Surviving pressure island

Adam Bateman of Earth Tech takes us through the tough challenges of updating the Isle of Man's water treatment works.

THE OFFICIAL opening of the Isle of Man's Douglas Water Treatment Works took place earlier this year. It marked the culmination of six years of work on Isle of Man Water Authority's (IoMWA) Crystal Project, and the earlier Sulby Water Treatment Works, by Earth Tech Engineering.

The updated works are integral to improving the island's water supply and bringing the system into the 21st Century.

The work undertaken by the Crystal Project was to build a new treatment works at
Douglas, a new raw-water-supply pipeline. There was also an upgrade to the existing outfall pipeline, and various improvements to the water supply infrastructure. Earth Tech updated the systems, except for the raw-water pipeline.

The project was not without its challenges. The proposed single contract for the design and build of Sulby and Douglas was delayed by a lengthy planning and appeal process. This was a mixed blessing in that, although it held up work on Douglas, it did give the project team an opportunity to start work on the smaller Sulby works first.

Operator confidence
Some key partnerships developed at Sulby, in particular the relationship with Lagan Construction, the main civil and structural engineering subcontractor. The intention at Douglas was to provide a similar installation to Sulby, generally working with the same mechanical and electrical equipment suppliers to provide operator confidence and maintenance commonality.

Sulby was awarded as an I Chem E Red Book (fixed price) contract. But towards the later stages of the project, IoMWA identified there would be more flexibility in awarding Douglas as an NEC ECC option C (target cost) contract.

The project at Douglas was to be the first to use a partnering approach to contracting work on the island. It also provided IoMWA with a vehicle for working more closely with Earth Tech on the detailed design phase.

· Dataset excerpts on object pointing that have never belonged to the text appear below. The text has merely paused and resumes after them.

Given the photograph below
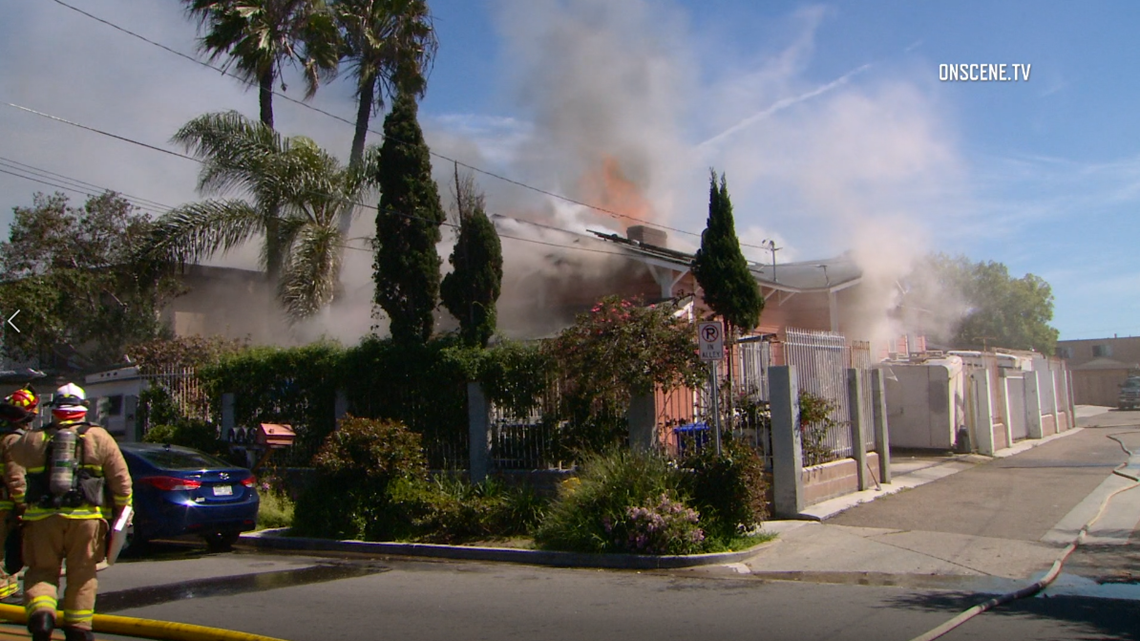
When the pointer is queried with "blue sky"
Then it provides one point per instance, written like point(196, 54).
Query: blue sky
point(829, 119)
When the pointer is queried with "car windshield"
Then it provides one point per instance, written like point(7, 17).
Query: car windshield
point(180, 460)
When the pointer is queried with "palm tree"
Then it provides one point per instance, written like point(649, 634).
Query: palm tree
point(260, 37)
point(294, 192)
point(389, 45)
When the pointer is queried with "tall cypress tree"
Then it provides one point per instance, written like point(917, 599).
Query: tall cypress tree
point(721, 269)
point(473, 286)
point(406, 267)
point(722, 272)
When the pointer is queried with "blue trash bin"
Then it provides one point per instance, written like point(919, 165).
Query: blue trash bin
point(695, 433)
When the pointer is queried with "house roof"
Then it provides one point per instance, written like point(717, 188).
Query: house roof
point(1102, 363)
point(828, 275)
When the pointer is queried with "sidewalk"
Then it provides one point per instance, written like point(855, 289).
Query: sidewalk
point(822, 548)
point(986, 526)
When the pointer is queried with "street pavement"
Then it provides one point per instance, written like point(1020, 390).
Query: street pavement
point(980, 524)
point(885, 564)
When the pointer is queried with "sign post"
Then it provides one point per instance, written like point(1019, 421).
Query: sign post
point(710, 339)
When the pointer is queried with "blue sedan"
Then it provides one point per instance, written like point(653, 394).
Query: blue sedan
point(179, 491)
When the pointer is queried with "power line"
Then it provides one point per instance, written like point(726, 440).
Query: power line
point(76, 185)
point(347, 201)
point(382, 136)
point(49, 116)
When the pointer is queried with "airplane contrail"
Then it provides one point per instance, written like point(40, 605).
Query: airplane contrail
point(780, 105)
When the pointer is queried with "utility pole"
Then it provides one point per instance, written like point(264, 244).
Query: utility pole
point(773, 249)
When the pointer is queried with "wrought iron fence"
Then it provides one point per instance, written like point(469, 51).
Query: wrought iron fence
point(821, 360)
point(526, 443)
point(184, 387)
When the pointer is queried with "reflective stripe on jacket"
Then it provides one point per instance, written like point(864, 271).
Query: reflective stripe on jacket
point(98, 454)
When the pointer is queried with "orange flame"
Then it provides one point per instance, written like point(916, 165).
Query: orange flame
point(611, 189)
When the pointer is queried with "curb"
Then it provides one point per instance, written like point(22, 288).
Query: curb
point(273, 540)
point(145, 627)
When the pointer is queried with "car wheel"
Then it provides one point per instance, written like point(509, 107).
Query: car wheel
point(135, 545)
point(221, 541)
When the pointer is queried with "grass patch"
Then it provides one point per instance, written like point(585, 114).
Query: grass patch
point(738, 542)
point(276, 510)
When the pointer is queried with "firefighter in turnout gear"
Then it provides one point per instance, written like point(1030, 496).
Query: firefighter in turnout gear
point(16, 414)
point(76, 480)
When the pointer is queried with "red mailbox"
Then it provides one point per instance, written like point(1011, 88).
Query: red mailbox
point(275, 436)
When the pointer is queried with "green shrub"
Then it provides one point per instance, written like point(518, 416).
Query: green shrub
point(355, 468)
point(445, 510)
point(815, 421)
point(187, 432)
point(593, 505)
point(730, 491)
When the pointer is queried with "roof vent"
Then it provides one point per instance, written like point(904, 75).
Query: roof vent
point(646, 235)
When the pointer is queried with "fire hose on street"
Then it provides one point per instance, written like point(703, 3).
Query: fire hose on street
point(147, 629)
point(1055, 570)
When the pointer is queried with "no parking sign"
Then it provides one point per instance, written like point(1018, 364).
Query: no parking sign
point(710, 338)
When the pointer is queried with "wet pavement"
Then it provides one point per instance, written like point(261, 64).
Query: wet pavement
point(111, 602)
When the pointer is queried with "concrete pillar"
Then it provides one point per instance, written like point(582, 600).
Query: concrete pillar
point(984, 418)
point(1069, 397)
point(479, 432)
point(340, 405)
point(131, 418)
point(1057, 402)
point(787, 444)
point(1007, 415)
point(227, 416)
point(1033, 404)
point(855, 407)
point(642, 420)
point(881, 432)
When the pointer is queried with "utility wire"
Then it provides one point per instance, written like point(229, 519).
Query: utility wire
point(81, 186)
point(49, 116)
point(382, 136)
point(352, 202)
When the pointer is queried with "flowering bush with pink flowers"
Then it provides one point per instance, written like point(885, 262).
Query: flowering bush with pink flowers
point(612, 353)
point(665, 526)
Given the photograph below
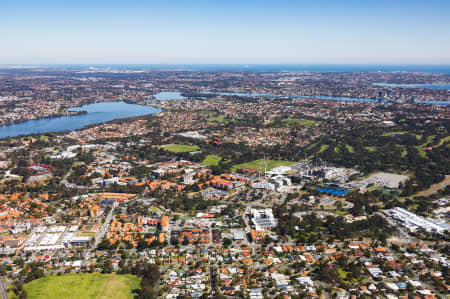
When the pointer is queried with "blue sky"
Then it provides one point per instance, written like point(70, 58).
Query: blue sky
point(227, 31)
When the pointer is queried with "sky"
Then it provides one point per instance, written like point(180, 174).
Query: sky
point(224, 32)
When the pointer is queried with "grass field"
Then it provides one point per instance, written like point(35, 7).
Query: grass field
point(370, 148)
point(212, 160)
point(296, 122)
point(220, 119)
point(350, 148)
point(259, 164)
point(179, 148)
point(394, 133)
point(81, 286)
point(323, 147)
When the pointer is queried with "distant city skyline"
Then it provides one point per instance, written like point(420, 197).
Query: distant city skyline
point(224, 32)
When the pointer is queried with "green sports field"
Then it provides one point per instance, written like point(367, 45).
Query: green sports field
point(179, 148)
point(259, 164)
point(212, 160)
point(83, 286)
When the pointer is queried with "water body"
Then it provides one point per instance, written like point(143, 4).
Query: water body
point(96, 113)
point(168, 95)
point(326, 98)
point(439, 86)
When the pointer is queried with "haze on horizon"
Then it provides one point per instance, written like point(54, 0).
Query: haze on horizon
point(224, 32)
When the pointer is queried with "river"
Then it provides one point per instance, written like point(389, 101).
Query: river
point(96, 113)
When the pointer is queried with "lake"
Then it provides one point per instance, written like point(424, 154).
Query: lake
point(96, 113)
point(168, 95)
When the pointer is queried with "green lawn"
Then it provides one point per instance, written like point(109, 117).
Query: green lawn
point(259, 164)
point(350, 148)
point(81, 286)
point(179, 148)
point(323, 147)
point(212, 160)
point(370, 148)
point(394, 133)
point(220, 119)
point(296, 122)
point(442, 141)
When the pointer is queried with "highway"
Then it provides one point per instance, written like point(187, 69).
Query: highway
point(3, 291)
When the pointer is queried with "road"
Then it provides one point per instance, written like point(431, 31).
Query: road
point(3, 291)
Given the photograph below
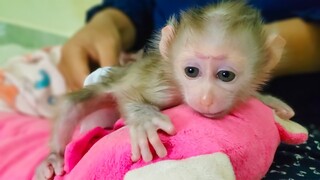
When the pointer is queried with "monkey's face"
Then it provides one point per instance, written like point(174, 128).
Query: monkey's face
point(213, 79)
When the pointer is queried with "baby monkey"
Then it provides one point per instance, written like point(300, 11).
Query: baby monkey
point(212, 59)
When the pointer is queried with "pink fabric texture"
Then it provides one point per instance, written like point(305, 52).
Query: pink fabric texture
point(23, 144)
point(249, 136)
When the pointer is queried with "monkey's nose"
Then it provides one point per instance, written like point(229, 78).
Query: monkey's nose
point(206, 100)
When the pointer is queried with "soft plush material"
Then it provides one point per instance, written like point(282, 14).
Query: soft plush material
point(241, 145)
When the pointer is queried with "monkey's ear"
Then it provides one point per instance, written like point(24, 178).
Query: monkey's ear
point(167, 35)
point(275, 45)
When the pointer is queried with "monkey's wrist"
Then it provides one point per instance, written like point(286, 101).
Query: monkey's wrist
point(96, 75)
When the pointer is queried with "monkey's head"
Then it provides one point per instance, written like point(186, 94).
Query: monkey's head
point(221, 55)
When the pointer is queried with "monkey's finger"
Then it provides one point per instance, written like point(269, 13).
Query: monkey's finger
point(48, 172)
point(74, 65)
point(156, 142)
point(144, 146)
point(57, 163)
point(135, 150)
point(164, 124)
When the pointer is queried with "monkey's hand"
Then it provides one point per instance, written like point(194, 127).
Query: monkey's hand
point(282, 109)
point(51, 166)
point(143, 131)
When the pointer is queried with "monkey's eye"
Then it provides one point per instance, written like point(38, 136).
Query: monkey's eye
point(191, 71)
point(226, 76)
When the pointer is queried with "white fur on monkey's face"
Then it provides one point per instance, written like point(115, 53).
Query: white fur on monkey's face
point(212, 75)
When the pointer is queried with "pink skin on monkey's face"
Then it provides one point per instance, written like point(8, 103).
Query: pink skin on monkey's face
point(210, 80)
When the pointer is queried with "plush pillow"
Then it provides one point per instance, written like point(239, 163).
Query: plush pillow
point(241, 145)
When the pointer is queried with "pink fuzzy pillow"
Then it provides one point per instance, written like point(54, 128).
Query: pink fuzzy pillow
point(249, 137)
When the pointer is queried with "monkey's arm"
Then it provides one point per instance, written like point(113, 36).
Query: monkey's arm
point(282, 109)
point(302, 46)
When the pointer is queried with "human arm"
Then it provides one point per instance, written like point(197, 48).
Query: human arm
point(102, 39)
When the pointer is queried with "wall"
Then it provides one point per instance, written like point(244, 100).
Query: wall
point(60, 17)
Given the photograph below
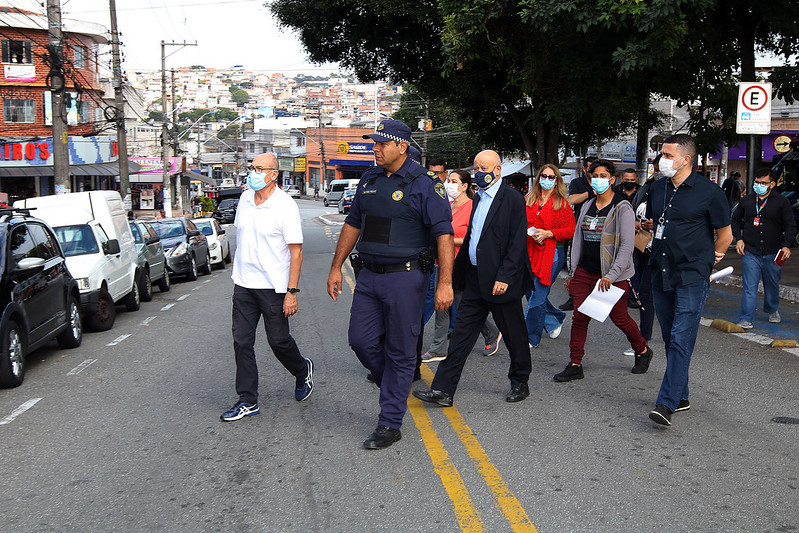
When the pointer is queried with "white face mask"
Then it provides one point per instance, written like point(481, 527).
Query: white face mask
point(667, 167)
point(452, 190)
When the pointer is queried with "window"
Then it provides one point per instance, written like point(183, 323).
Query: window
point(79, 54)
point(17, 51)
point(18, 110)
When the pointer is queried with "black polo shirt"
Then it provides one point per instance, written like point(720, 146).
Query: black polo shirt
point(776, 229)
point(685, 254)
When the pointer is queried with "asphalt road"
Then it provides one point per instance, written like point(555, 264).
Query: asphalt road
point(125, 434)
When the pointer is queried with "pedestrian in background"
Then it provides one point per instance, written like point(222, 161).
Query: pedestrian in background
point(460, 193)
point(763, 226)
point(602, 255)
point(493, 266)
point(550, 223)
point(686, 209)
point(266, 273)
point(398, 208)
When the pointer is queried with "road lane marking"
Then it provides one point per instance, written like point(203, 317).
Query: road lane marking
point(465, 511)
point(118, 340)
point(81, 367)
point(505, 501)
point(19, 410)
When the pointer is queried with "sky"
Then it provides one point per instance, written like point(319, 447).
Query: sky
point(227, 33)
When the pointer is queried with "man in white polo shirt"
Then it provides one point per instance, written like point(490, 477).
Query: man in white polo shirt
point(266, 272)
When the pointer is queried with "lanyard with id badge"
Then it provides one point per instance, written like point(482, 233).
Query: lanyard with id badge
point(662, 219)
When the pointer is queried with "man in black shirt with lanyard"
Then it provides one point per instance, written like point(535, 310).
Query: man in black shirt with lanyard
point(763, 226)
point(686, 208)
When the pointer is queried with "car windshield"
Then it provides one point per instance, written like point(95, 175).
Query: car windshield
point(204, 226)
point(77, 240)
point(165, 230)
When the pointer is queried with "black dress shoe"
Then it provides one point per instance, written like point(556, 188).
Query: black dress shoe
point(382, 437)
point(433, 396)
point(518, 393)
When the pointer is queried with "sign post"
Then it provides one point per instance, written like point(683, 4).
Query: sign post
point(753, 118)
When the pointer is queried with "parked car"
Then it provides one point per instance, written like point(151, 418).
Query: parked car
point(40, 299)
point(346, 201)
point(185, 247)
point(217, 240)
point(225, 212)
point(151, 260)
point(93, 230)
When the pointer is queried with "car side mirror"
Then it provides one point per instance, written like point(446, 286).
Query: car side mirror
point(111, 247)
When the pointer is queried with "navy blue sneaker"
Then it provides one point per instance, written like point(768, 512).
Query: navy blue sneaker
point(304, 386)
point(240, 410)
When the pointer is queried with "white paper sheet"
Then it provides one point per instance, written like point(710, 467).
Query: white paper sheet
point(599, 304)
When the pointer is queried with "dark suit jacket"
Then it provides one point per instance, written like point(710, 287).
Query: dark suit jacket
point(502, 250)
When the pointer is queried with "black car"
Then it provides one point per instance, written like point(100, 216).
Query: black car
point(225, 212)
point(185, 247)
point(346, 201)
point(40, 299)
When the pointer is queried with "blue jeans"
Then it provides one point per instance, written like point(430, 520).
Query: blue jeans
point(540, 312)
point(678, 312)
point(755, 267)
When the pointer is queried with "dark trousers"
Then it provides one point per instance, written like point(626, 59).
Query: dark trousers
point(248, 307)
point(385, 323)
point(580, 287)
point(472, 313)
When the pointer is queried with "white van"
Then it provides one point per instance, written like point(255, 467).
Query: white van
point(336, 190)
point(94, 233)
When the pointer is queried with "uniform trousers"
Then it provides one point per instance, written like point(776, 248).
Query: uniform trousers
point(472, 313)
point(248, 307)
point(385, 323)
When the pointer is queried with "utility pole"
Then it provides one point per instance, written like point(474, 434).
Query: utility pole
point(167, 182)
point(57, 85)
point(119, 116)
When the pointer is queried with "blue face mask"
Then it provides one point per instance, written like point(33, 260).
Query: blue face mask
point(760, 189)
point(256, 180)
point(547, 183)
point(600, 185)
point(483, 179)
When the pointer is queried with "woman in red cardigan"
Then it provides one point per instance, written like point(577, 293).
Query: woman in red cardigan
point(550, 223)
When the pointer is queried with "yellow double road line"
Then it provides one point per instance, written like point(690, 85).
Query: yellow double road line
point(465, 512)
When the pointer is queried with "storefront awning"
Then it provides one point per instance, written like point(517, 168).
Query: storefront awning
point(202, 177)
point(95, 169)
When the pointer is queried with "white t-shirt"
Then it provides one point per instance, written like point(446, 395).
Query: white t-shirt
point(263, 234)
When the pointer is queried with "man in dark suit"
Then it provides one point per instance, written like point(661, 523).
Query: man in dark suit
point(494, 270)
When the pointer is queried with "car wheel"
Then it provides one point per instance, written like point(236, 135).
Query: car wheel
point(103, 318)
point(164, 284)
point(133, 301)
point(73, 335)
point(191, 275)
point(12, 354)
point(146, 287)
point(206, 269)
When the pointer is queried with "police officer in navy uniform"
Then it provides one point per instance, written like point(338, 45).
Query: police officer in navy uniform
point(399, 208)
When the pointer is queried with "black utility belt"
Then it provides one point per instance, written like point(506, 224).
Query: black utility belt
point(407, 266)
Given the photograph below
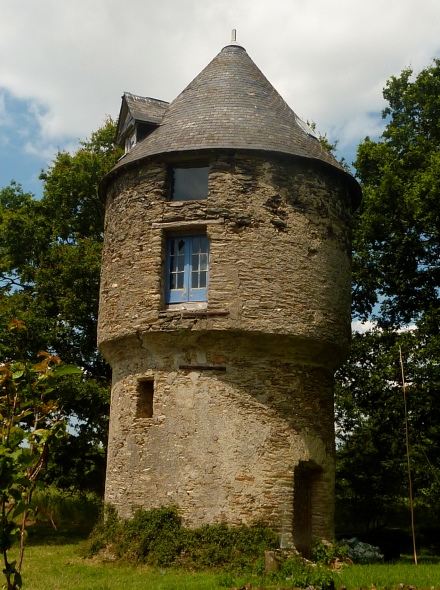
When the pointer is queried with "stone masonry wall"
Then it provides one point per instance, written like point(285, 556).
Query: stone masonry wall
point(243, 386)
point(279, 239)
point(222, 445)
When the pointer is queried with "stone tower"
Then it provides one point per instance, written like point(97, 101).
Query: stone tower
point(225, 306)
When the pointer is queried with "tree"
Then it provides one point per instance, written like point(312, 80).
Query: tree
point(396, 276)
point(397, 234)
point(30, 421)
point(50, 256)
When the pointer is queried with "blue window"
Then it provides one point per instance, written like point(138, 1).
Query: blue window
point(187, 268)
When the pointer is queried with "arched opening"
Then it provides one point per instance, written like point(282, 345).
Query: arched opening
point(307, 477)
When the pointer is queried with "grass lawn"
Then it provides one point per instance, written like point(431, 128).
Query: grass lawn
point(53, 562)
point(387, 575)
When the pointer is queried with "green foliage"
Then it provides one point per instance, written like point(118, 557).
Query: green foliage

This was seen as paramount given that Douglas was going to supply about 70% of the island's population with water - the other 30% coming from Sulby.

The project team comprised members from IoMWA, Earth Tech and Lagan with assistance from Atkins, its design consultant. Another part of the team was made up of representatives from EC Harris and Holmes Grace, who provided the commercial auditing and planning supervisor roles for the authority.

The first few months of the scheme were interesting as the preliminary design and initial site works at Douglas coincided with the conclusion of the mechanical and electrical installation and commissioning at Sulby.

This period gave the authority's representatives a more detailed hands-on understanding of what a modern water treatment works would look like.

The project ran relatively smoothly due to the combination of having a realistic budget of £22.5M, a reasonable programme of 33 months, and a solid team. But there were several interesting issues, some related to the geographical position of the Isle of Man.

The island is part of the British Isles, but it is not part of the UK or the EC. This means that, despite dealing in UK currency - although the island has its own monetary system - some economic and political factors must be considered.

Work permit
For example, all the subcontractors employed by the project had to be registered as approved contractors with the Department of Trade and Industry. Also, anyone who worked on the island for more than a three-night stay in a year was required to get a work permit.

Getting the right paperwork in place involved much organisation by the site and office team to ensure it was done before various elements of work started on site. One of the biggest logistical exercises was getting plant, materials and equipment on site as the majority needed to be brought in by ferry. The island had sufficient earth-moving, aggregate and concrete batching facilities, but Lagan Construction had to bring its own heavy plant and cranes across from Northern Ireland. This was together with all the structural steel and cladding.

The majority of the mechanical and electrical equipment came from various parts of the UK. But some items, such as Earth Tech/Nordic Water's patented lamella thickeners, were shipped in from Sweden.

Several local subcontractors were employed to provide building services installation. Some of the offshore subcontractors beefed up their workforce with personnel from the island.

Blocked roads
The main drive was to ensure that subcontractors came across, brought the right equipment with them, and completed their workload in one visit.

The TT and the Manx Motorcycle grands prix in June and August also disturbed the work programme. The water treatment works is situated a few hundred metres from the start/finish line - while the roads were shut for racing, the site was landlocked.

The blocked roads meant that deliveries of larger mechanical and electrical items had to be planned carefully.

Completion of the project has provided clean drinking water, not only for the island's population but also for the tens of thousands of tourists. Last year, for example, the island's population swelled from about 80,000 to 130,000 during the centenary TT fortnight.

The IoMWA and its customers now have two reliable treatment facilities that will serve them for the next 15 to 20 years.

Adam Bateman is project manager for Earth Tech on the Douglas project.